In [None]:
!pip install pycocoevalcap

In [None]:
import torch
import torchvision.transforms as transforms
import torch.nn as nn
import nltk 
import tqdm
import json
import csv
import numpy as np
import torch.nn.functional as F

from torch.nn.utils.rnn import pad_sequence
from torch.utils.data import Dataset
from PIL import Image
from torch.utils.data import DataLoader
from vocabulary_class import Vocabulary
from rouge_score import rouge_scorer
from jiwer import wer
from nltk.translate.bleu_score import corpus_bleu, SmoothingFunction
from collections import Counter
from vocabulary_class import Vocabulary
from flickr_dataset import FlickrDataset
from model import TransformerEncoderViT, TransformerCaptionDecoder
from torch.nn.utils.rnn import pack_padded_sequence, pad_packed_sequence
from pycocoevalcap.cider.cider import Cider

In [None]:
device = "cuda" if torch.cuda.is_available() else "cpu"
print(device)

In [None]:
datasets = "..\\..\\datasets\\"
models = "..\\..\\models\\"
caption_model = torch.load(f"{models}/caption_features_flickr8k.pt")

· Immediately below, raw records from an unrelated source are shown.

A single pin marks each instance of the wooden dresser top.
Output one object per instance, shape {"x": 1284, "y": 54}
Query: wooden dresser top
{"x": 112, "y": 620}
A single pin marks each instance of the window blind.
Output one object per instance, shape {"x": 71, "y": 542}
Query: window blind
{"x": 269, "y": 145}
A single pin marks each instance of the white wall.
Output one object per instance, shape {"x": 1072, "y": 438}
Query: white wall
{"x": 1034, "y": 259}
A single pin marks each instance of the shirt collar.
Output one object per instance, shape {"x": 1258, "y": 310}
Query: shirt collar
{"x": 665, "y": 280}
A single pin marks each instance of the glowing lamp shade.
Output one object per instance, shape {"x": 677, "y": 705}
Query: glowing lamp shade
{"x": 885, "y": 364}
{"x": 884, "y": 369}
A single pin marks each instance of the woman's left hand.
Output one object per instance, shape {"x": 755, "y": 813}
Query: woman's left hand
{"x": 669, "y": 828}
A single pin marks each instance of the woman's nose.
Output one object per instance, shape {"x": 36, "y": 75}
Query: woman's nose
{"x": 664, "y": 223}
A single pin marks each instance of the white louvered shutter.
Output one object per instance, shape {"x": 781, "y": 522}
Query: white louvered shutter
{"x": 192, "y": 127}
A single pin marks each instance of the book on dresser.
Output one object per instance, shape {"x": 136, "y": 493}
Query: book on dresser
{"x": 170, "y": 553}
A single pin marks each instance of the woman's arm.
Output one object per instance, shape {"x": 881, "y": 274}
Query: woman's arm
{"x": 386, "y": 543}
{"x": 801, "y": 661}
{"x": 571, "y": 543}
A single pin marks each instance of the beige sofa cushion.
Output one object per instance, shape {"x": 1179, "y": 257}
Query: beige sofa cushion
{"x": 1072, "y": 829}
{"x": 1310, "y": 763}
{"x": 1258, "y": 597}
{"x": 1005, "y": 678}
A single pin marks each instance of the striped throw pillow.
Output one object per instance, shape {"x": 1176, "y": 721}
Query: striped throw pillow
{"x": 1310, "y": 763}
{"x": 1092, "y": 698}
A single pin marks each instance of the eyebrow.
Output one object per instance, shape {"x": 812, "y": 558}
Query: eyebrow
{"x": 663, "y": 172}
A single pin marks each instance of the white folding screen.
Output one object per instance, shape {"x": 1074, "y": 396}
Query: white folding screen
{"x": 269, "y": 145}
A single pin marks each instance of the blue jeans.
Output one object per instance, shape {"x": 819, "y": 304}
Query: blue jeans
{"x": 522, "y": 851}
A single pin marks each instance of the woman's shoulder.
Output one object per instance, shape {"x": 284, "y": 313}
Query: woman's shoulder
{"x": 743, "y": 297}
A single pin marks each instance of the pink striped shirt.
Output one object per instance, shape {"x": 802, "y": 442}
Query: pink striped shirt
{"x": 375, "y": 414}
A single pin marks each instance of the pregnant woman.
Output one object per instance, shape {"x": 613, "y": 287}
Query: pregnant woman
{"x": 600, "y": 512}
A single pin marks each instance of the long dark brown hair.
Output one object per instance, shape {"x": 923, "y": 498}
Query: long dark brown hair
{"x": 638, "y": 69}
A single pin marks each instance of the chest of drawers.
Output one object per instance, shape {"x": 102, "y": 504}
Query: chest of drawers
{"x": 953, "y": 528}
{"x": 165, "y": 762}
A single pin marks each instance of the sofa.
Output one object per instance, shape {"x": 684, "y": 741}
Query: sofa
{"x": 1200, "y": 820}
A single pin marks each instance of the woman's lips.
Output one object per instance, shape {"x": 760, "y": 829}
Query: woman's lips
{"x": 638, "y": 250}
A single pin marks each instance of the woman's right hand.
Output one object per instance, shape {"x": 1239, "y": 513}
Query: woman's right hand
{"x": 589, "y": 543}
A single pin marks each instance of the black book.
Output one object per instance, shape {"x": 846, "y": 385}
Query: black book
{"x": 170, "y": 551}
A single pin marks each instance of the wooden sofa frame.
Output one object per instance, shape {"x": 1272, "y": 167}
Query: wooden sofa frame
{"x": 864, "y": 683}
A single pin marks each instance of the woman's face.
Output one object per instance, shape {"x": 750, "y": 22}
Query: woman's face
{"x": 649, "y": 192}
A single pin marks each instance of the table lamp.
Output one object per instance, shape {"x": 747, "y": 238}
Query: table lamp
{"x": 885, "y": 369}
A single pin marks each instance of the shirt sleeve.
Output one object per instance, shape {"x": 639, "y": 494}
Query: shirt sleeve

IMAGES_PATH = f"{datasets}/flickr8k/images"  # Directory with training images
CAPTIONS_PATH = f"{datasets}/flickr8k/captions.txt"  # Caption file
TEST_IMAGES_PATH = "..\\test_images"  # Directory with test images

In [None]:
tokens = []
counter = Counter()

def build_vocab(json_path, threshold=5, limit=None):
    
    counter = Counter()
    image_captions = {}
    count =0
    with open(CAPTIONS_PATH, "r", encoding="utf-8") as f:
        reader = csv.reader(f)
        next(reader)  # skip header: image,caption

        for row in reader:
            if len(row) < 2:
                continue
            img_name, caption = row
            if img_name not in image_captions:
                    image_captions[img_name] = []
            image_captions[img_name].append(caption)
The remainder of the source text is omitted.